Chávez has waged a long-running battle against Globovision and has threatened the channel before, but had softened his tone in the past several months while focusing on September congressional elections -- in which the president held on to a majority but the opposition made significant gains.

Chávez has often accused opponents of trying to topple him, and on Saturday accused Zuloaga of being among conspirators who are plotting.

Chávez said he has intelligence that some of his enemies have put a price on his head and claimed -- without offering any details or evidence -- that he suspects Zuloaga is among them.

"According to very reliable information that I have, they say they have $100 million to give to whoever kills me," Chávez said. "And he is one of them, and he's the owner of a channel that is broadcasting right now in Venezuela."

There was no immediate response from Zuloaga, who is the channel's president and majority shareholder.
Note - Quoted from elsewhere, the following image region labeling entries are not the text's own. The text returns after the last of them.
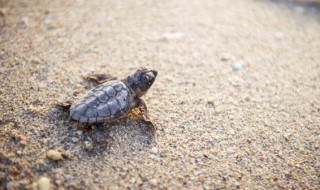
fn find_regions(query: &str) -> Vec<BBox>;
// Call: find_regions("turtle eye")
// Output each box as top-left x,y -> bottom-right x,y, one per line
142,75 -> 154,85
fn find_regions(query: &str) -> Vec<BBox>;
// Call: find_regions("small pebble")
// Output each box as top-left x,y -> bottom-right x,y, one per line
47,150 -> 63,161
38,177 -> 51,190
19,17 -> 29,24
227,147 -> 234,154
150,147 -> 158,154
149,179 -> 158,186
62,150 -> 72,158
207,97 -> 214,105
232,61 -> 243,71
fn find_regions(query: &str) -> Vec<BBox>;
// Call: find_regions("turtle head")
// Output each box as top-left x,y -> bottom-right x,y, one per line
126,68 -> 158,97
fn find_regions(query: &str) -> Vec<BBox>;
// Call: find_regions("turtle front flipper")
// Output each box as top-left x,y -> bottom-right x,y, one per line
84,74 -> 117,84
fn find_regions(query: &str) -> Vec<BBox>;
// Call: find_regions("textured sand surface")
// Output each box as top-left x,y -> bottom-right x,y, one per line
0,0 -> 320,189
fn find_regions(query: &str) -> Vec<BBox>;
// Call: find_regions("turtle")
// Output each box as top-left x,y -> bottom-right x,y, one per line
70,68 -> 158,141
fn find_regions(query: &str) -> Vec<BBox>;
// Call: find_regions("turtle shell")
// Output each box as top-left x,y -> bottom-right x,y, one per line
70,81 -> 132,123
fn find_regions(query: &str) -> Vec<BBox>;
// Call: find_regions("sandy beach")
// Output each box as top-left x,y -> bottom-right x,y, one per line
0,0 -> 320,190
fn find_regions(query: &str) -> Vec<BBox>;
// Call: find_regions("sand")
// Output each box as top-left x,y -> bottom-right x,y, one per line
0,0 -> 320,189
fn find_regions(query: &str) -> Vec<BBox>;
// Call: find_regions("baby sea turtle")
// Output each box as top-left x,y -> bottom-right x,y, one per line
70,68 -> 158,141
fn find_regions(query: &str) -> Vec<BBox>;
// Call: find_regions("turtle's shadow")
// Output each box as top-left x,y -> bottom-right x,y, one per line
54,108 -> 155,156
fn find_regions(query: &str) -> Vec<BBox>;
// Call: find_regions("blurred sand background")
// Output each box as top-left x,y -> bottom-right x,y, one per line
0,0 -> 320,189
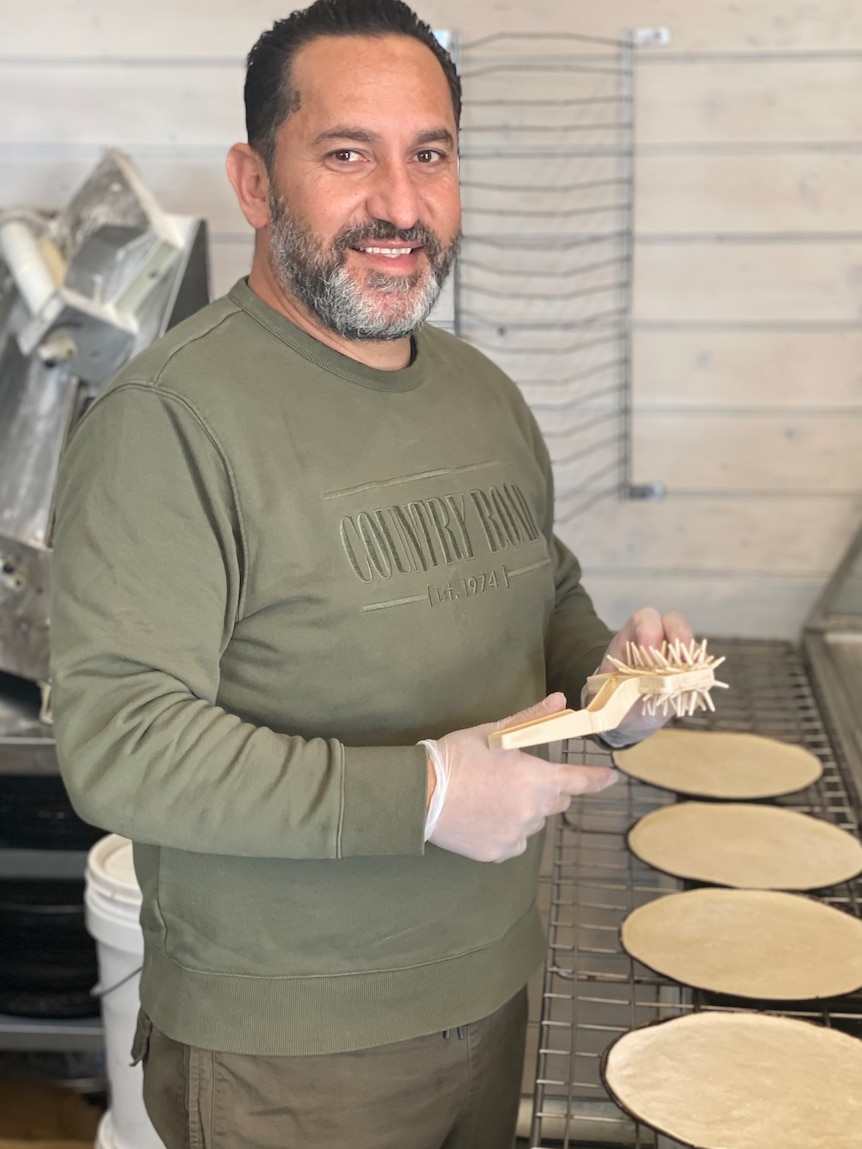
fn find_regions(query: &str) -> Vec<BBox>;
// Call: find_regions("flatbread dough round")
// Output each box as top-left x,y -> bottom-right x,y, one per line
621,889 -> 862,1001
629,802 -> 862,889
614,730 -> 823,801
601,1011 -> 862,1149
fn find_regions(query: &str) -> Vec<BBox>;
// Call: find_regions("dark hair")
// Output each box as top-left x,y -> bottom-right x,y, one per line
245,0 -> 461,169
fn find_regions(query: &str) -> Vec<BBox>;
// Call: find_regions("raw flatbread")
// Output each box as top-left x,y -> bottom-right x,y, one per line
614,730 -> 823,800
629,802 -> 862,889
602,1012 -> 862,1149
621,889 -> 862,1001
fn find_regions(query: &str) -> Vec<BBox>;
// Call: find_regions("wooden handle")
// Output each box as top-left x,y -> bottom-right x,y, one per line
487,678 -> 640,750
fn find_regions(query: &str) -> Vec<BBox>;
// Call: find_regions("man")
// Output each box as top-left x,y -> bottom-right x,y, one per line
53,0 -> 690,1149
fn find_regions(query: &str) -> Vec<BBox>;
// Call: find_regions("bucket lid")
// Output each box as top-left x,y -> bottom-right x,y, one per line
86,834 -> 140,903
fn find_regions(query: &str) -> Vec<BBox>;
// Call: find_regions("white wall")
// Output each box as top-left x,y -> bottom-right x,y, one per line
0,0 -> 862,637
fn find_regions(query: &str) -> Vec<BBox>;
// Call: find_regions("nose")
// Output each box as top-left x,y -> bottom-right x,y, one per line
365,161 -> 422,229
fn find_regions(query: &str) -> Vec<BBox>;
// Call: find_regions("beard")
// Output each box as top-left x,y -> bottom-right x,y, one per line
269,190 -> 460,341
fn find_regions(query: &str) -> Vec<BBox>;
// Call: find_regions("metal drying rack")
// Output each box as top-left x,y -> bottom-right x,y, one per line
529,639 -> 862,1149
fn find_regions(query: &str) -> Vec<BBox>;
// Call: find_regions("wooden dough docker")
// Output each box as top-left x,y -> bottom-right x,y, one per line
488,639 -> 728,750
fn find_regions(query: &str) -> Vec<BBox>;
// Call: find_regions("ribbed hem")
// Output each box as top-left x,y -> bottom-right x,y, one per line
140,905 -> 545,1056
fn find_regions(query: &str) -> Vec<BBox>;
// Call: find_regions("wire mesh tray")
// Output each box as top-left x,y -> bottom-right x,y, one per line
530,639 -> 862,1149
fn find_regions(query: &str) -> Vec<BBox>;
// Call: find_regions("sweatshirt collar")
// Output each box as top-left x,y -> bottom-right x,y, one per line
228,279 -> 429,392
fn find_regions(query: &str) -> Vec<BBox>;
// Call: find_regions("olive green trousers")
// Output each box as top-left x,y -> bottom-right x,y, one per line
133,990 -> 526,1149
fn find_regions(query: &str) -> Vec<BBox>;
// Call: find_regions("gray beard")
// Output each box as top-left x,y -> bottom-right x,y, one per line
269,194 -> 459,341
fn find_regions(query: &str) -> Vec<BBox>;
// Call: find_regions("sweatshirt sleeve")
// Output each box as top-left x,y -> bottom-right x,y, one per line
533,413 -> 614,709
52,383 -> 426,858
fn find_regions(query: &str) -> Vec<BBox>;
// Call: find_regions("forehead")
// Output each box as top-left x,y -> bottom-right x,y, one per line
282,36 -> 455,137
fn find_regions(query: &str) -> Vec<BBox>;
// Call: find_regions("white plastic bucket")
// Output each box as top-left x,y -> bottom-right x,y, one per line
84,834 -> 164,1149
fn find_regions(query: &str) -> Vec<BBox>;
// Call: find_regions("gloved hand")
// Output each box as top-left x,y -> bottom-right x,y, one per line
424,694 -> 617,862
598,607 -> 693,747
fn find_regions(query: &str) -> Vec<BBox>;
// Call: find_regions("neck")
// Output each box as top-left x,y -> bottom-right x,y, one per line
248,261 -> 413,371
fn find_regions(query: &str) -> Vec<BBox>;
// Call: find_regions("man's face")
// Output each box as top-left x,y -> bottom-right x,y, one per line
269,36 -> 461,340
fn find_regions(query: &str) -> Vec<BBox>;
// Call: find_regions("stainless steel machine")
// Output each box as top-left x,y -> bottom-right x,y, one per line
0,152 -> 208,683
0,152 -> 209,1051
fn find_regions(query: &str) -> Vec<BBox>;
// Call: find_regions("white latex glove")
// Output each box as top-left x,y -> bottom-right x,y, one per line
598,607 -> 694,747
424,694 -> 617,862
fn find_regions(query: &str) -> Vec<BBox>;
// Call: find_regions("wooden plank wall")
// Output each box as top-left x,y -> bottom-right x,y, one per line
0,0 -> 862,637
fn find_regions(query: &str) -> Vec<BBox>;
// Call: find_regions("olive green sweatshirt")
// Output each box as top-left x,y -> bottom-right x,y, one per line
52,283 -> 609,1054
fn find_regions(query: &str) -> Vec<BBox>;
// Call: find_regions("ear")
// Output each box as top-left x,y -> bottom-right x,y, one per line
226,144 -> 269,231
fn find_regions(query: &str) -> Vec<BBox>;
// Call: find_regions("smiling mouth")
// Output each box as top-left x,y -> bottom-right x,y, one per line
354,247 -> 420,260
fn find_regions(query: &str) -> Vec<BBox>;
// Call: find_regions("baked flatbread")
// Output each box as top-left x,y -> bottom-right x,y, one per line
629,802 -> 862,889
614,730 -> 823,801
601,1012 -> 862,1149
621,889 -> 862,997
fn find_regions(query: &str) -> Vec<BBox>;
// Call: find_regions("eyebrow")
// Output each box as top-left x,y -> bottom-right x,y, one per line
313,125 -> 455,147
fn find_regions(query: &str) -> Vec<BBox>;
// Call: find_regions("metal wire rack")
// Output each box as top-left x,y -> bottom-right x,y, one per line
454,33 -> 634,523
530,639 -> 862,1149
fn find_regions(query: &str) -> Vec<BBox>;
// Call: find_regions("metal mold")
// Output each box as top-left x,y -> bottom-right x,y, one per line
0,151 -> 209,683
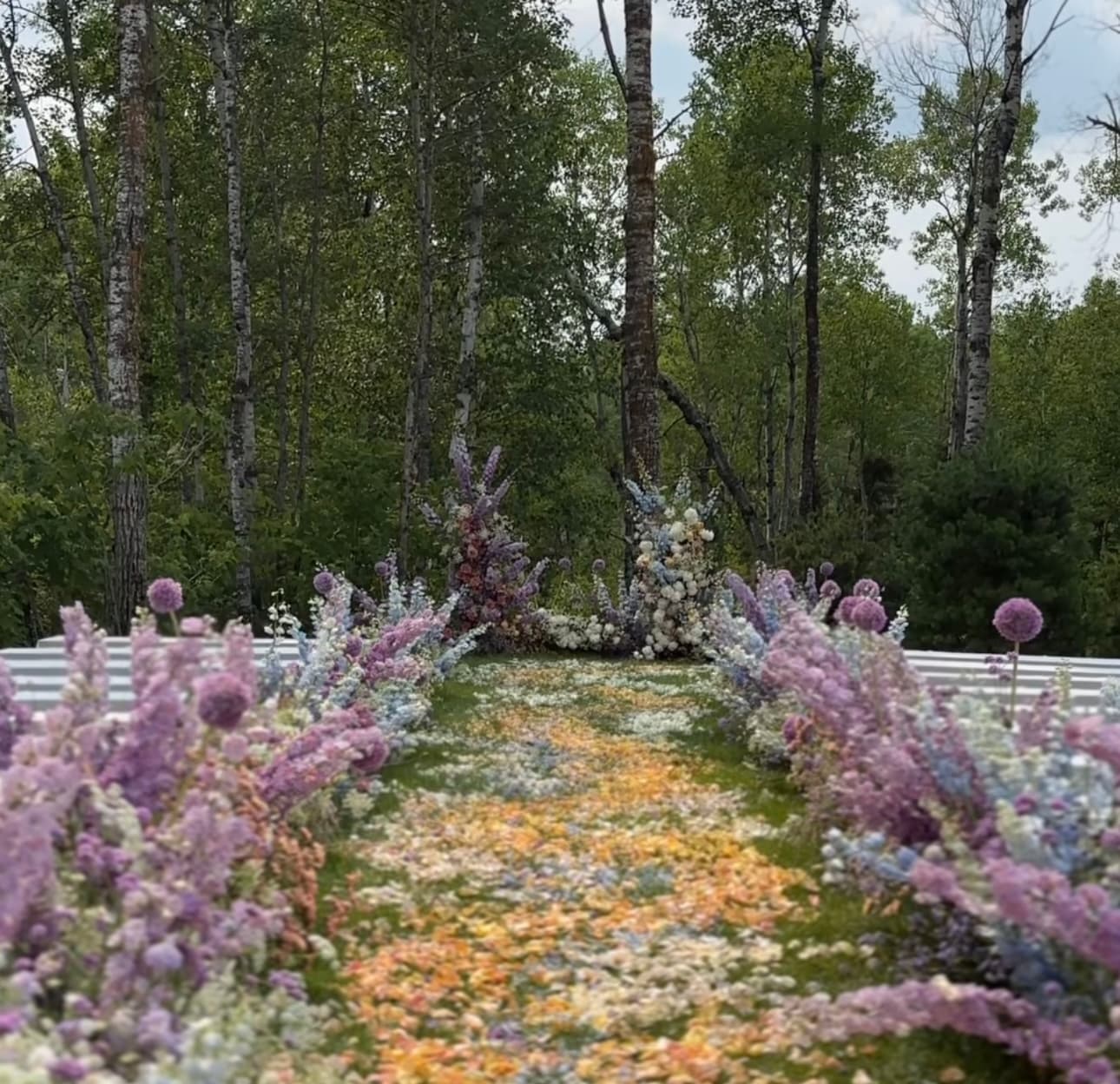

He has repeatedly said Venezuelan authorities are trumping up a host of false accusations to try to force Globovision to soften its critical editorial line -- which he has vowed not to do.

Zuloaga fled the country in June after a court ordered him jailed on charges of usury and conspiracy for keeping 24 new vehicles stored at a home he owns. Zuloaga, who also owns several car dealerships, has called those charges bogus and politically motivated.

The attempt to arrest Zuloaga has drawn criticism from press freedom groups and the U.S. government.

His lawyer, Jenny Tambasco, said in July that Zuloaga did not plan to return to Venezuela to face the charges because he believed he would not receive a fair trial.